Continuing from the last posting, this segment reviews the substance of Part I and Part II of the report, with particular emphasis on Part I. It will be recalled that Part I was entitled “The National Security Environment of Japan and the Need for a Reconstruction of the Legal Foundation”.
Part I, section 1
It begins by establishing the premise that it is necessary for the national security policy of Japan to adapt to changes in the international environment. Moving from that premise, the report then establishes that as a country governed by the rule of law, the national security policy must be constructed on a foundation of clearly defined laws. However, it argues that this foundation must constantly be re-examined so as to accord with the reality of shifts in the national security threats. It asserts that while the legal foundation as it now exists is based in part on the Constitution, it also reflects the historical reality, both in political and in strategic terms, that existed at the time of its formation. Since those circumstances have changed, it is appropriate to re-examine and reform the legal foundation to ensure it complies with today’s realities.

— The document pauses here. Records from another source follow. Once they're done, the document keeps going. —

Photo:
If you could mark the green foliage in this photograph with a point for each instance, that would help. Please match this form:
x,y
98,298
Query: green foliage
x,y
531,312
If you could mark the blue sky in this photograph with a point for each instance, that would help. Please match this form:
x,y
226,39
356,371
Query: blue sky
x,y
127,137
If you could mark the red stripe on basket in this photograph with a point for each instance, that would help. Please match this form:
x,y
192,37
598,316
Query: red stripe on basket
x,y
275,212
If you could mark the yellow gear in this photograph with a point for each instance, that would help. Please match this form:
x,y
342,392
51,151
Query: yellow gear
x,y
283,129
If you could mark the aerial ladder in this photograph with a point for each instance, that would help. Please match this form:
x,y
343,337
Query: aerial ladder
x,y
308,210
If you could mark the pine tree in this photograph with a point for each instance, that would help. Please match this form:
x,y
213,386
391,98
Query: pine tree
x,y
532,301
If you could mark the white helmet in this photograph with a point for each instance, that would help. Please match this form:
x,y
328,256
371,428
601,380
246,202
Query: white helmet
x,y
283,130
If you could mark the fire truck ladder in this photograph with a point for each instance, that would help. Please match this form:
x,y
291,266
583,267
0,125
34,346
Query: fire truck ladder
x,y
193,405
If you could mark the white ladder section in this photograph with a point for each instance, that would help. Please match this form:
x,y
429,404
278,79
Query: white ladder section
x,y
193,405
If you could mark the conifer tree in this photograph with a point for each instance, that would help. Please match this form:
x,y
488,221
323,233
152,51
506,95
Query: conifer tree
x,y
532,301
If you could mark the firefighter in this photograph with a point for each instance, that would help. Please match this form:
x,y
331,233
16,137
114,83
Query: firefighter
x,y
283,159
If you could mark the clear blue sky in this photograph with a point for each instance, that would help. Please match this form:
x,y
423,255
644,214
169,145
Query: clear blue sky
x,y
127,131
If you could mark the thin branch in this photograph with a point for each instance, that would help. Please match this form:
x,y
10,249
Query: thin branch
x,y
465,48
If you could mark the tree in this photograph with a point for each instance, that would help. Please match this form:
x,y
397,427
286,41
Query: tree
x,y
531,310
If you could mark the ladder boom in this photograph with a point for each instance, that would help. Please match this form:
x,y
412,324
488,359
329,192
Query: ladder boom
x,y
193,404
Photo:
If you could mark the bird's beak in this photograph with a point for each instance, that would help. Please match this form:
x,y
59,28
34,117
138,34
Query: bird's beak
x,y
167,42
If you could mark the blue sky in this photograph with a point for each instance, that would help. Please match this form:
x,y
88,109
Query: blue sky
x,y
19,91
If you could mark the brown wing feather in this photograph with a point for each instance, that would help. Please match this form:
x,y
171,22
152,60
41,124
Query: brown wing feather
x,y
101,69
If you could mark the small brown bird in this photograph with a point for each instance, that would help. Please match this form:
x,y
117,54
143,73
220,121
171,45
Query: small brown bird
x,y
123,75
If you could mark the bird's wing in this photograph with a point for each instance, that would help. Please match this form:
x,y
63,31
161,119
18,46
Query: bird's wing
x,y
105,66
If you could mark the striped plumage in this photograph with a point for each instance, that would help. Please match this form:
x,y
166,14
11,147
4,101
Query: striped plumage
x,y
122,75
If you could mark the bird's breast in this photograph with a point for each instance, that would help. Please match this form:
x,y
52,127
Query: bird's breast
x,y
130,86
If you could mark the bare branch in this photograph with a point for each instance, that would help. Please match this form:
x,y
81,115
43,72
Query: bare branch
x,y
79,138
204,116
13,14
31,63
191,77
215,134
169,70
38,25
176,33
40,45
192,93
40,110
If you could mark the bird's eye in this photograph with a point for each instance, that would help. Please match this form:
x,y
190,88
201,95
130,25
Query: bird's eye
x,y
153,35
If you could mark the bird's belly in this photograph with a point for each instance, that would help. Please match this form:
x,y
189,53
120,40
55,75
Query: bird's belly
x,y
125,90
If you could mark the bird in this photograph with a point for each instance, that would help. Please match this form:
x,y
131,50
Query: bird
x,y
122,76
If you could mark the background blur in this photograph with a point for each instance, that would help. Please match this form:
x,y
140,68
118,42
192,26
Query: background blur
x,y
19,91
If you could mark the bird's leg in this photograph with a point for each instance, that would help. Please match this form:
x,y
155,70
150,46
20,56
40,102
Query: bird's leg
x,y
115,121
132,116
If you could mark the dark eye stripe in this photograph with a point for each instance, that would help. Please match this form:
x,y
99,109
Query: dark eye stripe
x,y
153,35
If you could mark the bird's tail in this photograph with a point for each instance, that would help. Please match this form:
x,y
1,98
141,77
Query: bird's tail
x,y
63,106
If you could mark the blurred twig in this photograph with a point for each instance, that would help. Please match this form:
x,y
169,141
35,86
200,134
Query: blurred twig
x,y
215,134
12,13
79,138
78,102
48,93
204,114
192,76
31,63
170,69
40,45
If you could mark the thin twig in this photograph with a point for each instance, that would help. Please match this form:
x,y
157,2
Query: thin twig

This conclusion is followed by several qualifiers, regarding the degree of change in the threat environment that makes such reform necessary, and the assertion that “it goes without saying that the interpretation of law cannot simply be a convenience to be adjusted in conformity with the circumstances. But nor does it mean that looked at legally, the interpretation that has been maintained until now is the only possible rational interpretation.” It then goes on to criticize the government interpretation of Art. 9 as being excessively complicated and inconsistent with international law. … Read more…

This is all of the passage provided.